En el discurso del candidato de derecha – cuyas palabras van dirigidas a un puñado de magnates extranjeros, fascistas, pedófilos y genocidas- siempre decía que la izquierda tiene en él a un «enemigo acérrimo» y que los va «a destripar como corresponde».
Consecuentemente, algunos de sus seguidores llaman a bombardear las zonas donde ganó la izquierda; campesinos en Puerto López, Meta, son golpeados para que devuelvan las tierras que el gobierno compró y les asignó; en Dagua, Valle, hombres armados impidieron la votación a los jóvenes; han sido asesinados líderes sociales en el Cauca y Huila; las amenazas a abogados y personas de izquierda se propagan y comunicadores son perseguidos en el campo nacional e internacional.
Estas políticas contrarias a la paz, no son compatibles con la constitución colombiana en su concepción filosófica y concretamente en el artículo 22 que dice:
«Artículo 22. La paz es un derecho y un deber de obligatorio cumplimiento.»
Las fuerzas armadas y sus armamentos, son pagadas y compradas con los impuestos de la ciudadanía.

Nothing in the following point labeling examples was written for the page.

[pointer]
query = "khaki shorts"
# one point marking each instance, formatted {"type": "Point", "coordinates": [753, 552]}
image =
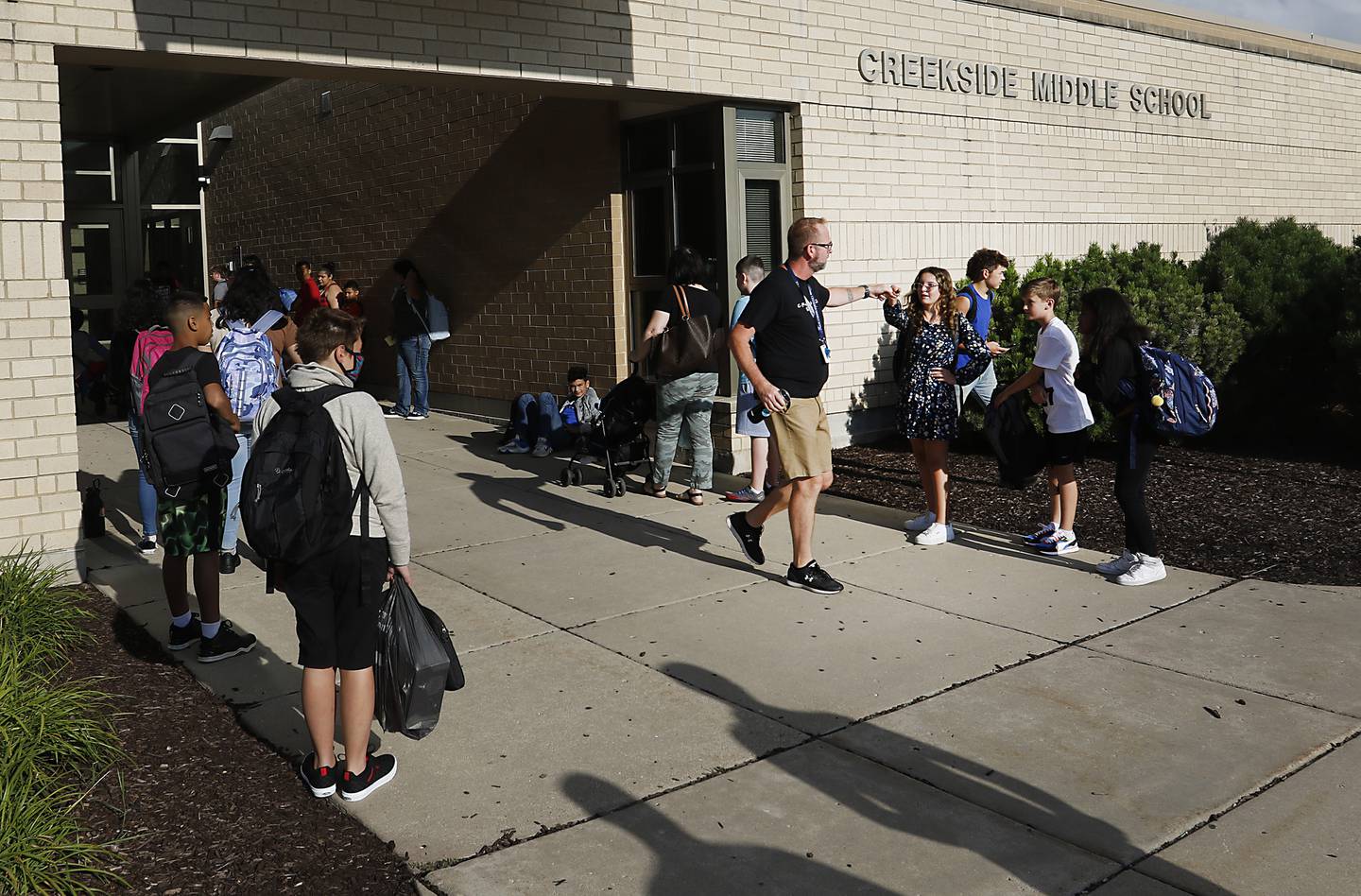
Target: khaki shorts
{"type": "Point", "coordinates": [803, 438]}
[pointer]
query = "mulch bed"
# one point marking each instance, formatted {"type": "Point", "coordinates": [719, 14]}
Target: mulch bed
{"type": "Point", "coordinates": [1277, 519]}
{"type": "Point", "coordinates": [198, 805]}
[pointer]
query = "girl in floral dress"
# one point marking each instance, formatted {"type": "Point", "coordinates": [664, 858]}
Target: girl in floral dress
{"type": "Point", "coordinates": [934, 336]}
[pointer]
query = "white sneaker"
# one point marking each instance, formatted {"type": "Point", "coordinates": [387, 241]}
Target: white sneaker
{"type": "Point", "coordinates": [922, 523]}
{"type": "Point", "coordinates": [934, 534]}
{"type": "Point", "coordinates": [1119, 565]}
{"type": "Point", "coordinates": [1145, 571]}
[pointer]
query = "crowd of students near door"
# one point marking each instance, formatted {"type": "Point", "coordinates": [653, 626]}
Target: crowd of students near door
{"type": "Point", "coordinates": [250, 355]}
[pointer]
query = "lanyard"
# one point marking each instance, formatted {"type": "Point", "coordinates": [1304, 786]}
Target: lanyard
{"type": "Point", "coordinates": [813, 309]}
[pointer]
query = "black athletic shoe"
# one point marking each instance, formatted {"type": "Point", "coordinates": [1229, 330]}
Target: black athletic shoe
{"type": "Point", "coordinates": [813, 577]}
{"type": "Point", "coordinates": [320, 781]}
{"type": "Point", "coordinates": [184, 636]}
{"type": "Point", "coordinates": [749, 538]}
{"type": "Point", "coordinates": [226, 643]}
{"type": "Point", "coordinates": [377, 772]}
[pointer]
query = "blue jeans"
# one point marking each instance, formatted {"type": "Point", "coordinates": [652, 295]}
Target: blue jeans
{"type": "Point", "coordinates": [539, 419]}
{"type": "Point", "coordinates": [983, 387]}
{"type": "Point", "coordinates": [146, 491]}
{"type": "Point", "coordinates": [238, 469]}
{"type": "Point", "coordinates": [413, 364]}
{"type": "Point", "coordinates": [689, 399]}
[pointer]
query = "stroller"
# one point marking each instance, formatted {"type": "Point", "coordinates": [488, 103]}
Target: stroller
{"type": "Point", "coordinates": [617, 436]}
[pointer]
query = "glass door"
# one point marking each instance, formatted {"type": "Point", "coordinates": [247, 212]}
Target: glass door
{"type": "Point", "coordinates": [95, 265]}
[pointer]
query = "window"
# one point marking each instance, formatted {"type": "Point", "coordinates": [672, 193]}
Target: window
{"type": "Point", "coordinates": [761, 219]}
{"type": "Point", "coordinates": [760, 136]}
{"type": "Point", "coordinates": [90, 173]}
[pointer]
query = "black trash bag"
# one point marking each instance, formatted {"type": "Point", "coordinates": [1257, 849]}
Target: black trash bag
{"type": "Point", "coordinates": [455, 681]}
{"type": "Point", "coordinates": [411, 667]}
{"type": "Point", "coordinates": [1015, 441]}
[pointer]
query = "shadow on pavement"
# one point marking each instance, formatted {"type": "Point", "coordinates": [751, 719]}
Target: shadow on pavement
{"type": "Point", "coordinates": [1010, 797]}
{"type": "Point", "coordinates": [641, 531]}
{"type": "Point", "coordinates": [687, 865]}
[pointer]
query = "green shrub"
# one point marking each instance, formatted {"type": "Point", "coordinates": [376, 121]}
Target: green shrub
{"type": "Point", "coordinates": [1163, 296]}
{"type": "Point", "coordinates": [53, 735]}
{"type": "Point", "coordinates": [1296, 289]}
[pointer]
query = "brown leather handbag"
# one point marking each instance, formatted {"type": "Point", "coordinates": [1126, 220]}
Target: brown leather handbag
{"type": "Point", "coordinates": [686, 345]}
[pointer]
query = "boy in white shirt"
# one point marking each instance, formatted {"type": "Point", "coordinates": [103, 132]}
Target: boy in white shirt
{"type": "Point", "coordinates": [1066, 411]}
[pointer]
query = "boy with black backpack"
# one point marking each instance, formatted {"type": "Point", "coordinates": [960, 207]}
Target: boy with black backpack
{"type": "Point", "coordinates": [187, 447]}
{"type": "Point", "coordinates": [323, 499]}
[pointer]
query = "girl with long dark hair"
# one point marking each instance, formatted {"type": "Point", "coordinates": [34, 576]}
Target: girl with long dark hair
{"type": "Point", "coordinates": [1111, 372]}
{"type": "Point", "coordinates": [685, 399]}
{"type": "Point", "coordinates": [934, 336]}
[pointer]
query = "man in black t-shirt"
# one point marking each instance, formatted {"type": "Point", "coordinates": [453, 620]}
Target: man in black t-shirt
{"type": "Point", "coordinates": [787, 311]}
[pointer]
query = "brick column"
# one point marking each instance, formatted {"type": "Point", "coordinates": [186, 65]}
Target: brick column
{"type": "Point", "coordinates": [40, 503]}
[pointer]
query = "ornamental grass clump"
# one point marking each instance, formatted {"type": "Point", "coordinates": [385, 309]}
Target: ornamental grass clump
{"type": "Point", "coordinates": [55, 738]}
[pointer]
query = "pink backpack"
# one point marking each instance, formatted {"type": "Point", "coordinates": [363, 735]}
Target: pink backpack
{"type": "Point", "coordinates": [148, 348]}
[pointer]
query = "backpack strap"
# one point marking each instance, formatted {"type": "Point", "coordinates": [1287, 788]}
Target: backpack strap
{"type": "Point", "coordinates": [682, 302]}
{"type": "Point", "coordinates": [267, 321]}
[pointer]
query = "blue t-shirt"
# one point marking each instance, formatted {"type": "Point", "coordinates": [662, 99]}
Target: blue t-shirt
{"type": "Point", "coordinates": [980, 309]}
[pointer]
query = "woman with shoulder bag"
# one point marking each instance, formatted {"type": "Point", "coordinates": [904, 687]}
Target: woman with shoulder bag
{"type": "Point", "coordinates": [685, 336]}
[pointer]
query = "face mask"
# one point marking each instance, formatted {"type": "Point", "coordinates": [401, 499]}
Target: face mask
{"type": "Point", "coordinates": [358, 365]}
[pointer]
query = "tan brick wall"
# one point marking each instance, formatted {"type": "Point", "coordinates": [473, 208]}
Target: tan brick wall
{"type": "Point", "coordinates": [504, 200]}
{"type": "Point", "coordinates": [39, 499]}
{"type": "Point", "coordinates": [908, 175]}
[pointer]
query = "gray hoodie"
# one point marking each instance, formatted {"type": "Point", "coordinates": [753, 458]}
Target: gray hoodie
{"type": "Point", "coordinates": [368, 453]}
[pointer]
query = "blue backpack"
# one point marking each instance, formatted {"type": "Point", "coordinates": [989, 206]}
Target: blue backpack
{"type": "Point", "coordinates": [250, 372]}
{"type": "Point", "coordinates": [1181, 398]}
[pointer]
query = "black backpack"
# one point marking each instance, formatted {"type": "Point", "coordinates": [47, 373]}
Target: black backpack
{"type": "Point", "coordinates": [296, 496]}
{"type": "Point", "coordinates": [185, 447]}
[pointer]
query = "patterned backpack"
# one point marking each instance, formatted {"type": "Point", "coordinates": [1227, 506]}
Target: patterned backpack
{"type": "Point", "coordinates": [150, 345]}
{"type": "Point", "coordinates": [1181, 398]}
{"type": "Point", "coordinates": [250, 370]}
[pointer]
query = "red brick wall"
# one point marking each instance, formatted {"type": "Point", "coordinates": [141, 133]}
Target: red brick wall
{"type": "Point", "coordinates": [504, 201]}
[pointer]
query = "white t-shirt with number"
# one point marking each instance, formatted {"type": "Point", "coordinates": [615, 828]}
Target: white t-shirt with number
{"type": "Point", "coordinates": [1066, 408]}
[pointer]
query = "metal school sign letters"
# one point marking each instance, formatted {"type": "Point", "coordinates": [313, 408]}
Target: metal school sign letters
{"type": "Point", "coordinates": [931, 73]}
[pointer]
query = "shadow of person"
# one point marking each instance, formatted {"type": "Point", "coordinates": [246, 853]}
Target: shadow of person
{"type": "Point", "coordinates": [687, 865]}
{"type": "Point", "coordinates": [535, 496]}
{"type": "Point", "coordinates": [902, 809]}
{"type": "Point", "coordinates": [1011, 547]}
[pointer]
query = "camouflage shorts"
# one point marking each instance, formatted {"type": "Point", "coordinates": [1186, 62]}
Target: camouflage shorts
{"type": "Point", "coordinates": [191, 526]}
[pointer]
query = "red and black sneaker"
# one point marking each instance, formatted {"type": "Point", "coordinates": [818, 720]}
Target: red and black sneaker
{"type": "Point", "coordinates": [377, 771]}
{"type": "Point", "coordinates": [320, 779]}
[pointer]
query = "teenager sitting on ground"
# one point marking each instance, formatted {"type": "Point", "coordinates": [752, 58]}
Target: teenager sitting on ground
{"type": "Point", "coordinates": [549, 423]}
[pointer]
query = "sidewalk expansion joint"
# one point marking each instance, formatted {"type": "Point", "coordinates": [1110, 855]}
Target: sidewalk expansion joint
{"type": "Point", "coordinates": [1215, 816]}
{"type": "Point", "coordinates": [1218, 681]}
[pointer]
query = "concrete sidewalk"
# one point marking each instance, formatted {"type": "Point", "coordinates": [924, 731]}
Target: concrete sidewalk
{"type": "Point", "coordinates": [648, 714]}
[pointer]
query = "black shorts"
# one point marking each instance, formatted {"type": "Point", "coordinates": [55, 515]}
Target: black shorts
{"type": "Point", "coordinates": [1064, 448]}
{"type": "Point", "coordinates": [336, 598]}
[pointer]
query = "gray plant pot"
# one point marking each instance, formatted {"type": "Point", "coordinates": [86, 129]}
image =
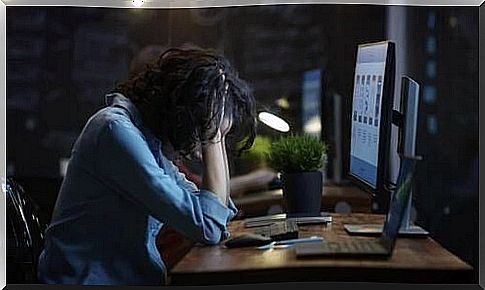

Están orientados a proteger a la población y no a las instituciones. Por tanto no se pueden poner todos los recursos del estado, a disposición de alguien que los va a usar en contra del pueblo colombiano.
No se puede permitir que llegue a la presidencia una persona elegida fraudulentamente. Esto perturba el orden democrático según el artículo 386 de delitos electorales, que el pueblo respeta y defiende ante las reiteradas violaciones por parte de la derecha, por demás, encargada de regirla. La población no puede someterse a esta burla electoral.
Las elecciones fraudulentas deben ser anuladas y nunca reconocidas por el pueblo colombiano, ya que ilícitamente así se le cierra el paso a su derecho a la vida digna, a la paz y a la libre determinación.